Mengingat, dari 11 negara anggota ASEAN, sampai sekarang tercatat baru Thailand yang sudah melakukan ratifikasi Konvensi ILO 188. Selebihnya, termasuk Indonesia, belum ada yang sukses melaksanakan ratifikasi.

Sekretaris Jenderal SBMI Anwar Ma’arif menjabarkan kalau ratifikasi K-188 menjadi langkah yang sangat penting untuk perlindungan buruh migran Indonesia, khususnya AKP. Dari 700 kasus yang sudah ditangani pihaknya, sebagian besar korban mengalami kerja paksa di atas kapal perikanan berbendera Cina, Taiwan, dan sejumlah negara Eropa lain.

Dia menyebut, dari 11 indikator kerja paksa versi ILO, lebih dari enam indikator sudah dialami para AKP Indonesia.

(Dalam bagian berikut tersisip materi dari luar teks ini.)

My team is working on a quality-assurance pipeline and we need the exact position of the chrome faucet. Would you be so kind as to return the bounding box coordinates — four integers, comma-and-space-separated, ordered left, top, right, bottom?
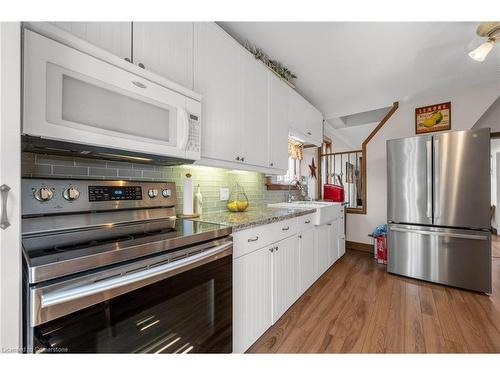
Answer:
288, 178, 312, 203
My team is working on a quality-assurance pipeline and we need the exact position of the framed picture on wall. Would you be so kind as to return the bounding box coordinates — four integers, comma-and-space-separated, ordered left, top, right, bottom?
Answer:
415, 102, 451, 134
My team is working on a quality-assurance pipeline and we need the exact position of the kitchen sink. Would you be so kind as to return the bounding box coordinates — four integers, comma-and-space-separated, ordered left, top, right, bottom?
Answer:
268, 201, 344, 225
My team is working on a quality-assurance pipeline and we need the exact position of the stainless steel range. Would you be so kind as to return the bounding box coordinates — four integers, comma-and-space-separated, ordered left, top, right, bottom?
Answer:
22, 179, 232, 353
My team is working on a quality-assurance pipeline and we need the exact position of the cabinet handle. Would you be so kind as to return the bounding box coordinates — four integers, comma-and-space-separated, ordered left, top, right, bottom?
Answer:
248, 236, 259, 242
0, 184, 10, 229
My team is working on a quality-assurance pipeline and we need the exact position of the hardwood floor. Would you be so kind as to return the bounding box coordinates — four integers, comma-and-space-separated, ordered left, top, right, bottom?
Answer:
248, 251, 500, 353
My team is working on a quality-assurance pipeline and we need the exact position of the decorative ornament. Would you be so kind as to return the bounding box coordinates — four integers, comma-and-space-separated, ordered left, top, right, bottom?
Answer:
244, 40, 297, 88
309, 158, 316, 179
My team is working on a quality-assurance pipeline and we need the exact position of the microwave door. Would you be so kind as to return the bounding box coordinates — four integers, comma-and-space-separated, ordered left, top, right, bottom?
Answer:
387, 136, 432, 225
433, 129, 490, 229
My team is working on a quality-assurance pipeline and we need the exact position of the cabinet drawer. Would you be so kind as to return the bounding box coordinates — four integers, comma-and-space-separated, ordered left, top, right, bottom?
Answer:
233, 218, 298, 258
297, 214, 314, 232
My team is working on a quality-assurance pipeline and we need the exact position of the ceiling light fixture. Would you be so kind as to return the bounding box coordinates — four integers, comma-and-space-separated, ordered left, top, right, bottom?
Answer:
469, 22, 500, 62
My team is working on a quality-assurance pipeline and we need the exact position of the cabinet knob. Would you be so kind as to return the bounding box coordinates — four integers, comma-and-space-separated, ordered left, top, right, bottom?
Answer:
248, 236, 259, 242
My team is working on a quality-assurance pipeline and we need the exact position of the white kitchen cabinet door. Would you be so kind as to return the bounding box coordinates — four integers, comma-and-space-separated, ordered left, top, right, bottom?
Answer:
194, 22, 243, 162
240, 49, 269, 167
133, 22, 194, 89
315, 224, 331, 278
271, 236, 299, 324
233, 247, 272, 353
327, 219, 340, 266
0, 22, 23, 351
268, 72, 290, 170
52, 22, 132, 60
299, 228, 316, 294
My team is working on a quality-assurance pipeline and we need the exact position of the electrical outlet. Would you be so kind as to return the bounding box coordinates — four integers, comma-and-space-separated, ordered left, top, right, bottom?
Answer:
219, 188, 229, 201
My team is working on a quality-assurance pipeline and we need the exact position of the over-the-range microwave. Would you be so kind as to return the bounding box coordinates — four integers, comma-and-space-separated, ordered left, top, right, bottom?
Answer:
22, 29, 201, 164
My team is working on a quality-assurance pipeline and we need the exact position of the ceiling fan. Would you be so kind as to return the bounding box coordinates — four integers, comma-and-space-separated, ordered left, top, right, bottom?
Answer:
469, 21, 500, 62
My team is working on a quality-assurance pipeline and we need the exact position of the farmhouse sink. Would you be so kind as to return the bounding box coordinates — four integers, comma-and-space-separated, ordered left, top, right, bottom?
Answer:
268, 201, 344, 225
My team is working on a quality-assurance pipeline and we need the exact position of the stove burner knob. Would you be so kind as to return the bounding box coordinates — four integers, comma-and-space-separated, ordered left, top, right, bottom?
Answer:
34, 188, 54, 202
63, 187, 80, 201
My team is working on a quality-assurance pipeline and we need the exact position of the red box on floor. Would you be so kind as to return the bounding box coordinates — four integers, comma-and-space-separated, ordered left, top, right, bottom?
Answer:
375, 236, 387, 264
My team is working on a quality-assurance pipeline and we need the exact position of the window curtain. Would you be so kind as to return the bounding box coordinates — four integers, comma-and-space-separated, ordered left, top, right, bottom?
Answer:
288, 139, 304, 160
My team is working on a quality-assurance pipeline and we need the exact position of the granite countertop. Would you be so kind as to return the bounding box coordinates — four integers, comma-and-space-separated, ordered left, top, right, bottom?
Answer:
194, 206, 316, 232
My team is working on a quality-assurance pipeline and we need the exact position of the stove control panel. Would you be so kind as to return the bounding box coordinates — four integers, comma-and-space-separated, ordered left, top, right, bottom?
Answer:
21, 178, 177, 215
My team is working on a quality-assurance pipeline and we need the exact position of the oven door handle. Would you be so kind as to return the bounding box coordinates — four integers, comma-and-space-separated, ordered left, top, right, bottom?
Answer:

Dari semua indikator itu, paling banyak adalah kasus dengan gaji ditahan, jam kerja panjang, penganiayaan, dan penyiksaan.

“Bahkan, banyak AKP yang mengalami kondisi paling buruk hingga meninggal dunia dan dilarung ke laut. Proses pelarungannya juga tidak sesuai standar internasional,” tuturnya.